State hotel occupancy taxes: The Texas Comptroller’s “Certificate of No Tax Due” serves as verification that the existing owner does not owe the State of Texas any tax revenues. This document assures any prospective buyer that the seller is up to date with all of its taxes owed to the State of Texas. Without securing the Certificate of No Tax Due, a hotel buyer runs the risk of assuming prior-owed taxes of the seller, up to the purchase price of the business.
Texas tax law provides that if a person who is liable for a tax sells a lodging property, the successor to the seller must withhold an amount of the purchase price sufficient to pay the amount of taxes due unless:
- The seller provides a receipt or statement from the Comptroller showing the tax has been paid or that no amount is due; or
- The purchaser requests and receives a Certificate of No Tax Due from the Comptroller
Local hotel occupancy taxes: Similar to the Comptroller’s process, the Texas Tax Code requires cities and counties to issue a “Certificate of No Tax Due.” Hotel purchasers should be sure to request this certificate from the city and county in addition to the certificate issued by the Texas Comptroller.
The applicable Texas law on point is found in the Texas Tax Code. That law states the purchaser of a hotel may request that the city or county issue a certificate stating that no tax is due or issue a statement of the amount required to be paid before a certificate may be issued. The city or county shall issue the certificate or statement not later than the 60th day after the date that the person receives the request. If the city or county fails to issue the certificate or statement within the 60 day period, the purchaser is released from the obligation to withhold the purchase price or pay the amount due.
Prospective buyers should obtain these certificates before completing the purchase of a property. Otherwise, an unsuspecting buyer could end up with liability for taxes owed to the State of Texas or the local government by the previous owner. The most common examples of potential tax liabilities in the lodging industry involve sales taxes and hotel occupancy taxes.
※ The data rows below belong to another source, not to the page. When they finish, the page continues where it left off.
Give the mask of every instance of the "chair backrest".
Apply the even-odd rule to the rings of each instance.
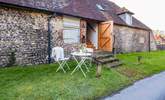
[[[88,52],[88,53],[93,53],[94,50],[93,50],[92,48],[86,48],[86,52]]]
[[[54,47],[52,49],[52,58],[55,61],[59,61],[60,59],[64,59],[64,49],[62,47]]]

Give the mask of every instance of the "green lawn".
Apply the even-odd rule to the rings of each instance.
[[[56,73],[57,65],[11,67],[0,69],[0,100],[78,100],[112,94],[134,81],[165,71],[165,51],[117,55],[124,65],[102,71],[95,78],[95,67],[87,78],[80,71]],[[142,64],[137,63],[142,56]],[[73,62],[70,66],[75,66]],[[73,70],[74,67],[72,67]]]

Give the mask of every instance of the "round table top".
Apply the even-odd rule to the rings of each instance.
[[[89,57],[92,56],[91,53],[85,53],[85,52],[73,52],[71,53],[73,56],[80,56],[80,57]]]

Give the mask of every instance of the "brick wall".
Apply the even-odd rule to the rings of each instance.
[[[114,25],[115,48],[118,53],[149,50],[149,32],[125,26]]]
[[[48,14],[0,7],[0,66],[16,51],[16,65],[46,62]],[[52,46],[62,45],[62,17],[51,20]]]

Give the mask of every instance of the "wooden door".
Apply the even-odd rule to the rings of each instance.
[[[99,24],[99,49],[112,52],[113,22],[102,22]]]

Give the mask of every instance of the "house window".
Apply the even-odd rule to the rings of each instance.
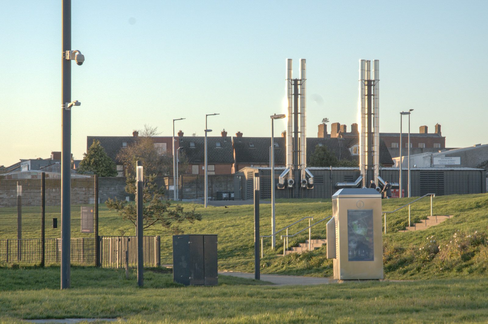
[[[160,155],[163,155],[166,152],[166,143],[154,143],[154,148]]]

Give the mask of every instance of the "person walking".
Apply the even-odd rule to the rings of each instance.
[[[391,198],[391,184],[390,183],[387,181],[385,182],[385,186],[383,187],[383,190],[381,191],[381,193],[383,194],[386,199],[389,199]],[[385,193],[384,194],[383,193]]]
[[[369,184],[369,187],[371,189],[376,189],[376,185],[375,184],[374,180],[371,181],[371,183]]]

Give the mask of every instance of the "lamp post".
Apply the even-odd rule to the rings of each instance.
[[[180,152],[180,149],[181,148],[181,146],[178,147],[176,150],[176,182],[178,182],[178,184],[180,184],[180,177],[178,176],[178,163],[180,162],[180,159],[178,159],[178,153]],[[176,199],[178,200],[180,200],[178,186],[176,186]]]
[[[144,282],[144,260],[142,250],[142,207],[144,188],[143,169],[140,161],[137,161],[136,169],[136,204],[137,205],[137,284],[142,287]]]
[[[178,118],[173,120],[173,200],[176,200],[176,182],[175,182],[176,178],[176,154],[175,153],[175,122],[183,121],[186,118]]]
[[[410,197],[410,112],[413,109],[410,109],[408,111],[402,111],[400,113],[400,188],[399,188],[399,197],[402,198],[402,164],[403,164],[403,161],[402,159],[402,117],[404,115],[408,115],[408,142],[407,146],[408,146],[408,179],[407,183],[407,191],[408,192],[408,197]]]
[[[410,193],[410,113],[413,111],[413,109],[408,110],[408,198],[412,197]],[[408,205],[410,206],[410,205]]]
[[[209,116],[216,116],[220,114],[207,114],[205,115],[205,208],[208,204],[208,165],[207,162],[207,133],[212,131],[207,128],[207,118]]]
[[[62,0],[61,8],[61,289],[71,285],[71,110],[79,106],[71,101],[71,64],[84,61],[80,51],[71,50],[71,0]]]
[[[275,185],[274,185],[274,120],[285,118],[286,115],[284,114],[276,115],[269,116],[271,119],[271,247],[275,248],[276,243],[276,237],[274,235],[276,230],[276,222],[275,219]]]

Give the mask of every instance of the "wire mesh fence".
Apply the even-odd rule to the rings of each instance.
[[[98,179],[72,174],[71,184],[71,263],[96,265]],[[59,263],[61,206],[61,174],[0,172],[0,263]]]

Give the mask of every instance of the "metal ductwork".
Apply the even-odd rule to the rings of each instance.
[[[363,181],[363,176],[359,176],[354,182],[342,182],[336,183],[336,187],[339,189],[341,188],[357,188],[361,184]]]

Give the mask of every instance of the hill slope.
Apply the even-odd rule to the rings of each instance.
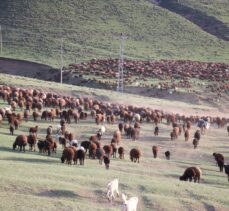
[[[142,0],[6,0],[0,5],[3,56],[58,66],[60,38],[65,64],[117,57],[119,35],[128,36],[129,58],[228,61],[229,44],[185,18]]]

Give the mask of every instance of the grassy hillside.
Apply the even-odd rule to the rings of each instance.
[[[0,4],[3,55],[58,66],[117,57],[119,35],[128,36],[125,55],[138,59],[229,62],[229,44],[183,17],[146,0],[25,1]]]
[[[1,80],[7,82],[7,77],[1,76]],[[37,87],[41,81],[15,78],[15,85],[21,84]],[[51,89],[54,85],[56,84],[46,83],[44,90],[48,87]],[[69,94],[68,88],[69,86],[63,86],[61,94]],[[79,87],[73,89],[78,95],[86,91]],[[130,95],[123,97],[131,99]],[[144,99],[142,101],[145,102]],[[0,100],[0,107],[4,106],[6,103]],[[60,145],[57,154],[51,157],[30,152],[28,147],[25,153],[12,150],[15,137],[18,134],[28,134],[29,127],[39,125],[38,137],[43,139],[46,128],[51,124],[55,130],[58,122],[59,119],[53,123],[44,120],[35,123],[31,118],[27,123],[22,122],[14,136],[9,135],[8,123],[4,121],[0,126],[0,210],[120,210],[120,198],[112,204],[106,199],[106,185],[113,178],[119,178],[120,192],[139,197],[138,211],[228,210],[227,177],[218,171],[212,157],[212,153],[216,151],[223,153],[226,162],[229,161],[225,128],[211,127],[201,137],[198,149],[194,150],[191,141],[184,142],[183,135],[177,141],[170,141],[171,126],[165,122],[159,125],[158,137],[153,136],[152,123],[143,123],[138,141],[122,138],[125,159],[121,161],[112,158],[109,170],[105,170],[104,165],[99,165],[98,160],[88,158],[84,166],[61,164]],[[102,144],[110,143],[117,124],[106,124],[106,127]],[[89,117],[78,124],[67,125],[67,130],[76,134],[79,141],[83,141],[94,134],[98,126]],[[191,137],[195,130],[193,126]],[[157,159],[152,157],[152,145],[160,146]],[[133,147],[140,147],[143,152],[139,164],[130,162],[128,154]],[[166,150],[171,151],[170,161],[164,158]],[[179,181],[185,168],[193,165],[198,165],[203,170],[200,184]]]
Either the purchaser or seller of the lodging property can request the Certificate of No Tax Due. Typically, a request should include the seller’s 11-digit Texas taxpayer number, name of business being sold, requester’s contact information (including name, telephone number, fax number and address), and name of purchaser. There is no charge for the certificate, and one of three results will be sent in writing:
- a Certificate of No Tax Due if the business does not owe any tax;
- a letter explaining why a Certificate of No Tax Due could not be issued; or
- a notification of audit results if there was an audit.
The request must be submitted in writing and can be sent via mail, fax, or email.
If you plan to buy a lodging property in Texas, be sure to contact the Comptroller’s office and the city and county government and request a Certificates of No Tax Due. Failing to do so makes you (the purchaser) liable for any past due hotel occupancy taxes and fees, plus any interest and penalties that are owed by the business.